National Fire Prevention Week is observed annually in the United States (U.S.) and Canada around the week of October 9. Sponsored by the National Fire Protection Association (NFPA), the event originates from the 40th anniversary of the Great Chicago Fire, which burned from Sunday, October 8, 1871, to Tuesday, October 10, killed an estimated 300 people and left 100,000 homeless.

The Fire Marshals Association of North America, the oldest membership section of the NFPA, launched a commemorative Fire Protection Day in October 1911 to educate the public about the importance of fire prevention.
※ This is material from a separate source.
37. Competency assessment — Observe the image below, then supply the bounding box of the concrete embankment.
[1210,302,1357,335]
U.S. President Calvin Coolidge proclaimed the week-long observation in 1925, noting that 15,000 individuals had lost their lives in a fire the previous year.

Today, more than 1.3 million fires were reported by fire departments across the U.S. in 2016 with an estimated 3,390 civilian fatalities. The NFPA reports that while the total number of fires decreased 0.3 percent from 2015, civilian deaths increased 3.4 percent over 2015 deaths, the highest number since 2007. Click here for the full report.
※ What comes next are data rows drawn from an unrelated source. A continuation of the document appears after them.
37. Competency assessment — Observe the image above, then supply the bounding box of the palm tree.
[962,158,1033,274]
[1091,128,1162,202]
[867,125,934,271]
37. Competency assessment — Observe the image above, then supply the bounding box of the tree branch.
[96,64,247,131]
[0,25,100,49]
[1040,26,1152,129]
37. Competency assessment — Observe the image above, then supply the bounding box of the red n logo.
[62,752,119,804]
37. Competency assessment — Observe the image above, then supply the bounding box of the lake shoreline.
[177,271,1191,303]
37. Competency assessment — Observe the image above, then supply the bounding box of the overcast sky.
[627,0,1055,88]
With 80.7 percent of all fire fatalities occurring in the home, defined as one and two-family homes plus apartments, fire safety education remains a key strategy to address civilian fire fatalities.

Experts agree that the widespread use of residential smoke alarms has helped save lives over the past 40 years. A working smoke alarm helps give individuals time to leave their homes in the event of the fire. In fact, according to the NFPA, the risk of dying from a fire is cut in half for homes with working smoke alarms.

Fire Survival Preparation

  1. Have working smoke alarms in bedrooms and near kitchens and living rooms; interconnected is best. Remember, it’s important to check batteries regularly. It is recommended that you change the batteries in your alarms when you change your clocks for daylight saving time.
  2. Smoke alarms have a 10-year life limit. Most smoke alarms have an end of life signaling to show when it’s time to replace a smoke alarm. The performance of smoke alarms older than ten years may not be reliable.
  3. Test the devices monthly. A unit should immediately be replaced if it is not operating properly.
  4. Close doors behind you as you leave – this may slow the spread of smoke, heat, and fire. Additionally, keep bedroom doors closed at night to mitigate the spread of fire.
  5. Draw a map of your home by using NFPA’s grid, available in English (PDF) or Spanish (PDF), with all members of your household, marking two exits from each room and a path to the outside from each exit.
  6. Practice a home fire drill twice a year. Conduct one at night and one during the day with everyone in your home, and practice using different ways out.
  7. Designate a meeting spot and incorporate into your fire safety plan.
  8. Teach children how to escape on their own in case you can’t help them.
  9. Make sure the number of your home is clearly marked and easy for the fire department to find.
  10. Once outside, stay outside. Never go back inside a burning building.

Finally, if moving into a new home, remember to inspect the home’s existing smoke alarms. Remove and replace if in doubt about the alarm’s age. At a minimum, replace each alarm’s batteries with fresh ones.